Für Karajan und andere

Drei Männer in steifen Hüten
vor dem Kiewer Hauptbahnhof –
Posaune, Ziehharmonika, Saxophon –

im Dunst der Oktobernacht,
die zwischen zwei Zügen zaudert,
zwischen Katastrophe und Katastrophe:

vor Ermüdeten spielen sie, die voll Andacht
in ihre warmen Piroggen beißen
und warten, warten

ergreifende Melodien, abgetragen
wie ihre Jacken und speckig
wie ihre Hüte, und wenn Sie da

fröstelnd gestanden wären unter Trinkern,
Veteranen, Taschendieben,
Sie hätten mir recht gegeben:

Salzburg, Bayreuth und die Scala
haben dem Bahnhof von Kiew
wenig, sehr wenig voraus.

 
Hans Magnus Enzensberger (Kaufbeuren,11 november 1929)

 

De Roemeense dichter en schrijver Mircea Dinescu werd geboren op 11 november 1950 in Slobozia. Zie ook mijn blog van 11 november 2010 en eveneens alle tags voor Mircea Dinescu op dit blog.

TANZ

der tod liest zeitung am straßenrand,
dem toten bettler deckt sie das gesicht.
er hebt sein glas mit sicherer hand,
der tod auf den feldern, der tod im gedicht.

bürst ihm die kleider, leck ihm die schuh,
dein leben lang diene ihm gut.
nimm den talmiglanz der moscheen dazu,
er leuchte dir bei ebbe im blut.

schwing die ketten, sklave, beim totentanz,
das passende musikinstrument…
durch unser fleisch zieht sich byzanz,
mal als Europa, mal als Orient.

 

Vertaald door Werner Söllner

 

Exil

Les pommes de terre ont fleuri en Marmatie
et c’est maintenant que vous prenez le chemin du sud
quand le ciel bat la campagne éperdu
quand se confondent les pleurs et le pays?

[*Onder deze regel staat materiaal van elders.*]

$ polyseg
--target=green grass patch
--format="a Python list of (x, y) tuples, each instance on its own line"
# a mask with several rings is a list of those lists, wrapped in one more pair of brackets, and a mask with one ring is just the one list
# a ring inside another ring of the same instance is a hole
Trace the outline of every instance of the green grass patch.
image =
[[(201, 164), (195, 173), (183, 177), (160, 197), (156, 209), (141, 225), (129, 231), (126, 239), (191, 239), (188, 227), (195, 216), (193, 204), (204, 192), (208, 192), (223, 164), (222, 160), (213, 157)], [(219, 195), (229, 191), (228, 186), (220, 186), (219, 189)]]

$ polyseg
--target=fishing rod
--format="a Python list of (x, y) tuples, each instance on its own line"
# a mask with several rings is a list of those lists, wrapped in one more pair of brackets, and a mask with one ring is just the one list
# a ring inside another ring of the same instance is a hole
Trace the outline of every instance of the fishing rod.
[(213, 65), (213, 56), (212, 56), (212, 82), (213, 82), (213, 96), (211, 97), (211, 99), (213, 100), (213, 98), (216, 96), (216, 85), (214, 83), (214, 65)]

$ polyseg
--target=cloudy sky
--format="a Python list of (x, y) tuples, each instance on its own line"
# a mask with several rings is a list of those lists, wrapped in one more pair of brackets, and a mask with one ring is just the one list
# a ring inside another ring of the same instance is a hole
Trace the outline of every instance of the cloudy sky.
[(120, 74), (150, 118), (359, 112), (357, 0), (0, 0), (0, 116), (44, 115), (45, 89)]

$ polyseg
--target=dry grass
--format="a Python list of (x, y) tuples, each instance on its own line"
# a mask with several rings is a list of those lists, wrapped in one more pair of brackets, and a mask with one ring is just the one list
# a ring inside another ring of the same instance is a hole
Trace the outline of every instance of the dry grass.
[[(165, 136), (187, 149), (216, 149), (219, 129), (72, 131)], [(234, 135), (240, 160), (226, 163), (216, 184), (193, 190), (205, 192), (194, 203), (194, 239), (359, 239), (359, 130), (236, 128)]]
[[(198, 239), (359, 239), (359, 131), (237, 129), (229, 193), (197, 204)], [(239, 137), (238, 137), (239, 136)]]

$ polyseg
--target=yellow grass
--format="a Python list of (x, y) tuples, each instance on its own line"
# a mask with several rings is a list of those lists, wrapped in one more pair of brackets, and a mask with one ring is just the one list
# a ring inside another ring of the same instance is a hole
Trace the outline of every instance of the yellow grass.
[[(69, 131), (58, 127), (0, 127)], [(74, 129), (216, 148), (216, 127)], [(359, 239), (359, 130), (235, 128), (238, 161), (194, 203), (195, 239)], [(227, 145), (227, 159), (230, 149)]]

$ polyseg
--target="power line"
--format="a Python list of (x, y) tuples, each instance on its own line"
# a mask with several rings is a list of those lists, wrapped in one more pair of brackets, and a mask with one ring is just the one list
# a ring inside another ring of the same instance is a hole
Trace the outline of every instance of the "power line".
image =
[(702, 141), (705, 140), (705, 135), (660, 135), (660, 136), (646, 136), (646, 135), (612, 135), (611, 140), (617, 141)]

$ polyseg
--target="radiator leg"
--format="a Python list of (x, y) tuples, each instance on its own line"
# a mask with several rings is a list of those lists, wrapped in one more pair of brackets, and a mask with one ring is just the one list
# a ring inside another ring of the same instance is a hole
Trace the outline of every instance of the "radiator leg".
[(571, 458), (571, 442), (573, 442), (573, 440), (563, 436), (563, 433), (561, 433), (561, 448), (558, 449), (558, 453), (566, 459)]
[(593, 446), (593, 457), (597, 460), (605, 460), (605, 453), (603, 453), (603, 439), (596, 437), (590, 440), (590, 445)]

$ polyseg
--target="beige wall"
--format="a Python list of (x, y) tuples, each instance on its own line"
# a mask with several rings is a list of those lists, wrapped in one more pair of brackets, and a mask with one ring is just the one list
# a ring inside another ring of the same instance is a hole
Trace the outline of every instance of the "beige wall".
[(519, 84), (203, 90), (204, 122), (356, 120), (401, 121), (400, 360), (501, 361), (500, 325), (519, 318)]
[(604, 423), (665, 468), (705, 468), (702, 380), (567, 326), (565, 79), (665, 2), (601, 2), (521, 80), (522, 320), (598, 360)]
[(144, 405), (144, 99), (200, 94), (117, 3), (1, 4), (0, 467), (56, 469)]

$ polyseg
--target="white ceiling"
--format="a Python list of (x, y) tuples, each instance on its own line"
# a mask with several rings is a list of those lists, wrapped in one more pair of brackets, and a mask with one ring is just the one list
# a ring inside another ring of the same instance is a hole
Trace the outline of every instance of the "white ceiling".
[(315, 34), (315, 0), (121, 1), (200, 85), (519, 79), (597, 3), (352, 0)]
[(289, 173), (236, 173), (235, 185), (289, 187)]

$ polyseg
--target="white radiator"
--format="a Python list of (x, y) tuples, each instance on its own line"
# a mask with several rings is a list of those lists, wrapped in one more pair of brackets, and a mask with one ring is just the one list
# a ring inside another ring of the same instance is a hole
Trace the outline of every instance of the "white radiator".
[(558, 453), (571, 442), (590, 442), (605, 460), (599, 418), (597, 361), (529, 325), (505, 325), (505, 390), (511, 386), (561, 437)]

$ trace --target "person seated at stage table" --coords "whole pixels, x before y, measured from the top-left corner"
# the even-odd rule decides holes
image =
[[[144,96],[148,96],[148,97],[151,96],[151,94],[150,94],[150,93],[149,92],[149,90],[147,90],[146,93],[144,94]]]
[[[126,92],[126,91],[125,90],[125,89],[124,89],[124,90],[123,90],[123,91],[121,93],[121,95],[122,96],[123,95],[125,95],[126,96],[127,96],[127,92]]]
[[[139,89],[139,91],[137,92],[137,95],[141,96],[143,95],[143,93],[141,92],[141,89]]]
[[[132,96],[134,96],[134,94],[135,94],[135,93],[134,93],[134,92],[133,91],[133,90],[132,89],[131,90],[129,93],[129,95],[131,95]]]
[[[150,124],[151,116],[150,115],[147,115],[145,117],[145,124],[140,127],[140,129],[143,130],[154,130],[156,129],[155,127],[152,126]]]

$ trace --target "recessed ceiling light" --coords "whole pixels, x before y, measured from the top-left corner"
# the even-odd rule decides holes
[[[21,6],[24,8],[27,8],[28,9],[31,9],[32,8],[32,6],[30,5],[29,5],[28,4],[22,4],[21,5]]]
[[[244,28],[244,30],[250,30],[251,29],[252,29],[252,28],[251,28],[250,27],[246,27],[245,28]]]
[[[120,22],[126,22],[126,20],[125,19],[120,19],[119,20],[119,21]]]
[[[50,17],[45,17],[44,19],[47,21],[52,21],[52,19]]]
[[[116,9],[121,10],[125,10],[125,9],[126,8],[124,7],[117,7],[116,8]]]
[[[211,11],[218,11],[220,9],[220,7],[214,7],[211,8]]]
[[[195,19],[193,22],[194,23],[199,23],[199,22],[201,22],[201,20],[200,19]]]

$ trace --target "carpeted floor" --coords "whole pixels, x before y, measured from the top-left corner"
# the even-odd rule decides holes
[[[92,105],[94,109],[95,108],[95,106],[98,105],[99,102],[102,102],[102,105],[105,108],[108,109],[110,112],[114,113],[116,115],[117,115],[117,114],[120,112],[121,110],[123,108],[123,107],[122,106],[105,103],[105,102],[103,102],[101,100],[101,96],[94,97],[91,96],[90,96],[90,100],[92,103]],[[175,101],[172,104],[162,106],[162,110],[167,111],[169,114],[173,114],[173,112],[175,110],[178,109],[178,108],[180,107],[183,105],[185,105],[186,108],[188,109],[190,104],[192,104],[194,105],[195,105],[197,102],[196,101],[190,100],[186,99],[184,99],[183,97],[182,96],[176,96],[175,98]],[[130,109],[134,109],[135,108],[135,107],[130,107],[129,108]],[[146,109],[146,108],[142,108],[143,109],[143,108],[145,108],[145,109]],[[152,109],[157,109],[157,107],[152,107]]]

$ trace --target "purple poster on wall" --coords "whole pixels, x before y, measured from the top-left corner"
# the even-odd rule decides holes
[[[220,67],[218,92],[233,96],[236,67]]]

Vous inventerez la douleur comme une terre
vous trouverez peut-être une tombe plus chaude
nous déterrons, nous déterrons les pommes d’émeraude,
ces pierres précieuses mes pauvres pommes de terre.

Quel dieu conservé dans les saumures divines
viendra encore nous ramasser tous à nouveau ?
Chez nous chez vous on pleure près des tombeaux
chez vous chez nous une histoire se termine.

 

Vertaald door Sanda Stolojan


Mircea Dinescu (Slobozia, 11 november 1950)

 

De Mexicaanse dichter en schrijver Carlos Fuentes Macías werd geboren op 11 november 1928 in Panama-Stad. Carlos Fuentes overleed op de 15e mei van dit jaar. Zie ook mijn blog van 11 november 2010 en eveneens alle tags voor Carlos Fuentes op dit blog.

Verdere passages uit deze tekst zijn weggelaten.